Sénat : un laxiste inattendu
Brève

Sénat : un laxiste inattendu

On ne salue jamais assez la sagesse des sénateurs.

On discutait garde à vue, l'autre jour. Et plus précisément, on transposait en droit français une directive du Parlement européen sur "le droit à l'information dans les procédures pénales". Sénatrice verte, Hélène Lipietz venait de déposer un amendement permettant désormais aux avocats des gardés à vue de consulter l'ensemble du dossier de leur client, et pas seulement les pièces nécessaires à la contestation de la garde à vue. Vieux débat. Les avocats, comme toujours, réclament davantage de droits. Les policiers, comme toujours, arguant de l'efficacité de l'enquête, s'y refusent. Bref, c'était, comme toujours, laxistes contre répressifs. Christiane Taubira venait de rejoindre le camp des répressifs en refusant l'amendement, quand tout d'un coup les lignes bougèrent. Un sénateur demanda la parole. "Je suis le seul ici à avoir subi une garde à vue de deux jours", commença le parlementaire, qui, dans une intervention brève mais émouvante, révéla que son avocat, durant ces deux jours, n'avait pas eu accès au dossier. Et de soutenir résolument l'amendement de l'élue verte. Sensation dans l'hémicycle : cette nouvelle recrue des laxistes était M. Dassault, Serge, sénateur UMP de l'Essonne.

Un de ses collègues vint aussitôt à sa rescousse.
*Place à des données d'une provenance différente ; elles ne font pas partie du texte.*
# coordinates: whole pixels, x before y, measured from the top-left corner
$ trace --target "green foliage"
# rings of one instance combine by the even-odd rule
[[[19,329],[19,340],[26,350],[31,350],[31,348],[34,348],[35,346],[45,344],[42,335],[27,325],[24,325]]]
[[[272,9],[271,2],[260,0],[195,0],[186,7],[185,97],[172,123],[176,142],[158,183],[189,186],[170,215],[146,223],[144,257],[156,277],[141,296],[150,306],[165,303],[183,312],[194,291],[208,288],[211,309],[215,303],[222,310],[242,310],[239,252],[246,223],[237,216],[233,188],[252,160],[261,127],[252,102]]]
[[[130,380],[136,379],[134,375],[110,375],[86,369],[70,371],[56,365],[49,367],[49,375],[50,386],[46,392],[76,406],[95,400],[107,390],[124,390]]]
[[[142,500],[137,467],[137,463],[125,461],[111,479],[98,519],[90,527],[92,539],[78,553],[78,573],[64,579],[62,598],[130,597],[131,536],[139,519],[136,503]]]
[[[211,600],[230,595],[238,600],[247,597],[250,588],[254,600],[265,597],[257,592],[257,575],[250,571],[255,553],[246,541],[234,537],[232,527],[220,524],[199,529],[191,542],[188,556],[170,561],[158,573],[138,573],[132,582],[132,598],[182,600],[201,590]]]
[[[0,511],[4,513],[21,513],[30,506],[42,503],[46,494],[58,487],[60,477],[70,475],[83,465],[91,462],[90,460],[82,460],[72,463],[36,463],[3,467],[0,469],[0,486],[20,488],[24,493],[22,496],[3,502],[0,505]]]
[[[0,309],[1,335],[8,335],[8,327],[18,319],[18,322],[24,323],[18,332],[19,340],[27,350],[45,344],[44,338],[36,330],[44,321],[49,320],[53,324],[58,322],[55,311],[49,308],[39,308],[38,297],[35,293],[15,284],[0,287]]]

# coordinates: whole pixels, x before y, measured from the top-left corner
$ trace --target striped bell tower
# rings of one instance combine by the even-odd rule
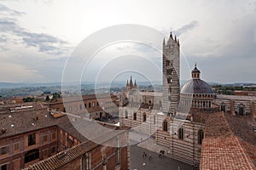
[[[179,104],[180,56],[179,40],[171,32],[167,42],[163,42],[163,103],[162,110],[175,116]]]

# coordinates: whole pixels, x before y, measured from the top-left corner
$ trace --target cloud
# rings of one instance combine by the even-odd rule
[[[21,14],[25,14],[26,13],[24,12],[19,12],[16,10],[13,10],[3,4],[0,4],[0,12],[1,12],[1,15],[21,15]]]
[[[9,33],[20,38],[28,47],[37,48],[39,52],[48,54],[63,54],[63,46],[67,42],[49,34],[30,32],[20,27],[14,15],[21,15],[24,13],[0,5],[0,31]]]
[[[174,31],[174,33],[177,36],[180,36],[180,35],[194,29],[196,26],[199,26],[199,21],[192,20],[189,24],[184,25],[181,28]]]

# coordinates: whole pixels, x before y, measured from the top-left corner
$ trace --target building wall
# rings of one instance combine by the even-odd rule
[[[252,108],[252,103],[254,101],[251,100],[242,100],[242,99],[214,99],[213,103],[218,105],[219,107],[219,110],[221,110],[221,105],[225,105],[225,111],[230,111],[234,115],[239,115],[239,105],[243,105],[245,108],[245,114],[253,114],[253,108]],[[256,107],[254,105],[254,110]]]
[[[169,64],[170,63],[170,64]],[[163,112],[174,115],[179,101],[180,75],[179,43],[172,33],[166,44],[163,43]],[[172,71],[171,73],[168,71]],[[171,89],[171,91],[170,91]]]
[[[116,100],[116,96],[111,98],[99,97],[98,99],[92,96],[91,98],[84,99],[83,101],[76,98],[65,99],[65,106],[62,102],[49,103],[47,105],[55,110],[96,119],[106,117],[108,114],[118,114],[118,107],[113,104]]]
[[[36,144],[28,146],[28,135],[36,134]],[[54,138],[53,138],[54,137]],[[44,140],[46,139],[46,140]],[[8,169],[19,169],[49,157],[57,151],[57,127],[51,127],[13,137],[2,139],[0,148],[7,146],[8,151],[0,155],[0,165],[8,164]],[[16,149],[16,150],[15,150]],[[25,155],[32,150],[39,150],[39,158],[25,163]]]

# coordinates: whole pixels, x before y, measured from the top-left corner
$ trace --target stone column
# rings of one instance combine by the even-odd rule
[[[255,113],[255,103],[254,101],[251,102],[251,113],[254,119],[256,119],[256,113]]]
[[[235,113],[235,104],[233,100],[230,100],[230,111],[233,116],[236,116]]]

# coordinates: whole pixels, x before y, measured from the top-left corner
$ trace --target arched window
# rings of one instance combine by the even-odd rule
[[[226,105],[225,105],[225,104],[224,103],[222,103],[221,105],[220,105],[220,110],[221,111],[226,111]]]
[[[242,104],[240,104],[238,106],[238,114],[241,116],[244,116],[245,115],[245,107]]]
[[[39,150],[32,150],[25,154],[25,163],[39,158]]]
[[[153,117],[153,123],[155,124],[155,115],[154,115],[154,117]]]
[[[143,113],[143,122],[147,121],[147,115],[146,115],[146,113]]]
[[[168,122],[166,120],[163,122],[163,131],[168,131]]]
[[[178,129],[177,137],[178,137],[179,139],[182,139],[182,140],[183,139],[183,138],[184,138],[184,132],[183,132],[183,128],[180,128]]]
[[[172,82],[172,78],[167,78],[167,82],[170,84]]]
[[[198,131],[198,144],[202,144],[202,139],[204,139],[204,131],[202,129],[200,129]]]
[[[133,113],[133,120],[136,121],[137,120],[137,113]]]

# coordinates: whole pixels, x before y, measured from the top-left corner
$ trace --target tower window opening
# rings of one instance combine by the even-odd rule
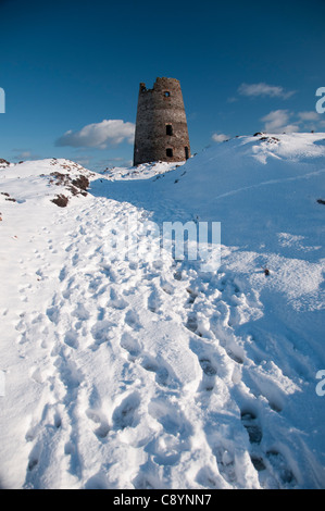
[[[166,135],[173,135],[173,125],[166,124]]]

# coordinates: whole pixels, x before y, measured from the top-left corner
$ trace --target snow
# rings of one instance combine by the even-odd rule
[[[1,163],[1,487],[324,488],[324,140]],[[148,252],[176,221],[221,222],[217,270]]]

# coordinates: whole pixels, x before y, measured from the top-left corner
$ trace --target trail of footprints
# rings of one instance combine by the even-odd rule
[[[45,468],[49,468],[51,452],[54,449],[64,449],[66,457],[66,470],[70,471],[72,477],[82,478],[80,459],[78,452],[78,419],[77,402],[83,384],[83,372],[76,365],[73,351],[76,350],[80,342],[83,349],[97,351],[101,345],[112,342],[113,334],[120,336],[120,347],[122,353],[125,353],[128,366],[137,364],[142,367],[150,377],[153,377],[160,391],[168,389],[168,392],[182,392],[182,387],[175,377],[171,374],[168,365],[162,360],[158,360],[146,352],[143,342],[139,341],[137,335],[141,328],[141,321],[137,311],[129,306],[128,298],[136,292],[138,286],[141,286],[143,294],[143,303],[148,311],[153,315],[167,316],[168,308],[173,303],[173,295],[176,292],[178,301],[179,296],[184,298],[184,307],[179,320],[184,326],[195,336],[197,342],[200,339],[211,341],[207,354],[204,350],[197,351],[198,362],[202,370],[201,384],[198,387],[198,395],[202,395],[204,399],[209,399],[212,394],[216,378],[222,374],[218,366],[220,349],[216,351],[213,347],[213,340],[216,338],[220,346],[224,348],[225,353],[235,364],[242,365],[245,363],[245,353],[242,349],[236,345],[233,327],[236,326],[238,316],[236,315],[236,302],[243,300],[242,294],[232,277],[226,276],[221,279],[218,287],[203,283],[202,291],[200,290],[200,276],[196,274],[191,285],[188,285],[188,276],[183,276],[182,269],[173,270],[173,278],[164,281],[160,277],[159,269],[150,269],[146,273],[134,279],[126,282],[126,269],[114,264],[101,265],[100,272],[87,274],[80,282],[77,273],[73,274],[74,269],[77,270],[80,264],[78,250],[75,242],[67,246],[66,252],[71,253],[70,263],[60,271],[59,281],[62,287],[62,294],[58,292],[53,296],[52,302],[46,310],[46,314],[34,313],[32,324],[34,331],[27,333],[24,313],[21,314],[16,329],[20,333],[20,344],[26,342],[26,335],[33,335],[39,339],[40,346],[50,352],[52,364],[48,370],[40,371],[35,367],[32,377],[35,382],[46,383],[51,388],[53,402],[45,402],[43,408],[38,411],[39,419],[35,416],[32,420],[30,427],[26,433],[26,441],[33,445],[29,454],[28,466],[26,471],[25,487],[40,487],[42,484],[42,472]],[[100,261],[101,254],[92,254]],[[137,264],[129,263],[128,271],[137,269]],[[149,278],[148,278],[149,277]],[[146,283],[143,289],[143,283]],[[118,286],[124,282],[123,294],[118,292]],[[205,286],[205,287],[204,287]],[[179,292],[179,289],[182,292]],[[23,300],[26,300],[27,289],[22,288]],[[108,297],[109,295],[109,297]],[[165,306],[167,300],[168,307]],[[89,312],[87,302],[96,303],[92,311]],[[74,307],[72,304],[75,303]],[[196,307],[198,304],[198,307]],[[145,304],[145,306],[143,306]],[[209,313],[209,324],[202,323],[200,311],[202,307],[211,310]],[[209,309],[210,308],[210,309]],[[95,312],[93,312],[95,311]],[[118,331],[121,317],[126,325],[124,332]],[[41,320],[41,321],[40,321]],[[46,321],[47,320],[47,321]],[[45,326],[46,325],[46,326]],[[91,341],[90,341],[91,339]],[[215,351],[215,357],[212,354]],[[193,351],[196,352],[196,350]],[[239,373],[240,374],[240,371]],[[240,377],[240,376],[239,376]],[[145,377],[143,377],[145,382]],[[93,432],[99,443],[108,443],[110,435],[116,432],[123,432],[129,427],[137,427],[139,424],[141,407],[141,396],[134,388],[130,382],[124,389],[122,401],[113,406],[110,417],[100,403],[93,403],[93,399],[89,398],[88,408],[85,410],[89,427]],[[176,392],[176,394],[175,394]],[[117,399],[116,399],[117,400]],[[40,407],[41,408],[41,407]],[[182,451],[190,450],[190,436],[192,434],[191,425],[187,421],[186,415],[179,410],[177,404],[167,398],[164,407],[161,401],[154,399],[149,401],[149,413],[161,424],[163,432],[168,438],[167,448],[162,449],[159,440],[154,441],[152,447],[152,456],[155,463],[161,465],[176,464],[179,460]],[[283,453],[275,449],[264,452],[261,447],[263,439],[263,431],[259,421],[259,416],[252,409],[241,410],[240,421],[242,427],[247,432],[250,444],[250,458],[254,469],[261,474],[262,484],[274,485],[278,487],[293,487],[296,484],[295,476],[288,466]],[[182,440],[179,440],[182,434]],[[54,441],[55,440],[55,441]],[[51,447],[50,447],[51,446]],[[50,454],[46,452],[50,451]],[[222,449],[220,445],[213,448],[220,474],[229,484],[236,485],[236,471],[234,460],[229,452]],[[48,459],[45,459],[45,457]],[[39,469],[41,468],[41,470]],[[217,485],[215,475],[207,471],[201,471],[197,479],[208,487]],[[134,481],[135,487],[150,487],[151,483],[148,477],[139,471],[138,476]],[[271,479],[271,483],[270,483]],[[162,482],[163,484],[163,482]]]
Il s'agissait de M. Longuet, Gérard, qui lui aussi avait connu la garde à vue "au siècle dernier", rappela-t-il, en tant qu'ancien trésorier de parti, et qui se livra lui aussi à un plaidoyer en faveur des droits du gardé à vue. Dans ce grand moment d'unanimité parlementaire, on ne savait trop que saluer davantage, de la richesse des débats sénatoriaux, ou de l'influence de l'expérience de la vie sur le vote des sénateurs.

Dans sa courte intervention, le sénateur Dassault expliqua aussi qu'il n'avait compris qu'au cours de sa garde à vue ce qu'on lui reprochait : " de soi-disant achats de voix". Comment est-il possible qu'en 2014, des justiciables soient ainsi laissés dans une cruelle ignorance des faits qui leur sont reprochés ? Sans doute, comme ses collègues de l'UMP, Serge Dassault lit-il en priorité Le Figaro qui, nous l'avons souvent remarqué, est étonnamment discret sur l'affaire qui le concerne. On ne saurait trop conseiller au sénateur sous-informé de se rapprocher, en qualité de simple lecteur, de la direction de ce journal, pour l'inciter à faire un effort d'information sur la garde à vue en général, et son dossier en particulier. @si tient à votre disposition, Monsieur le sénateur, le numéro du standard.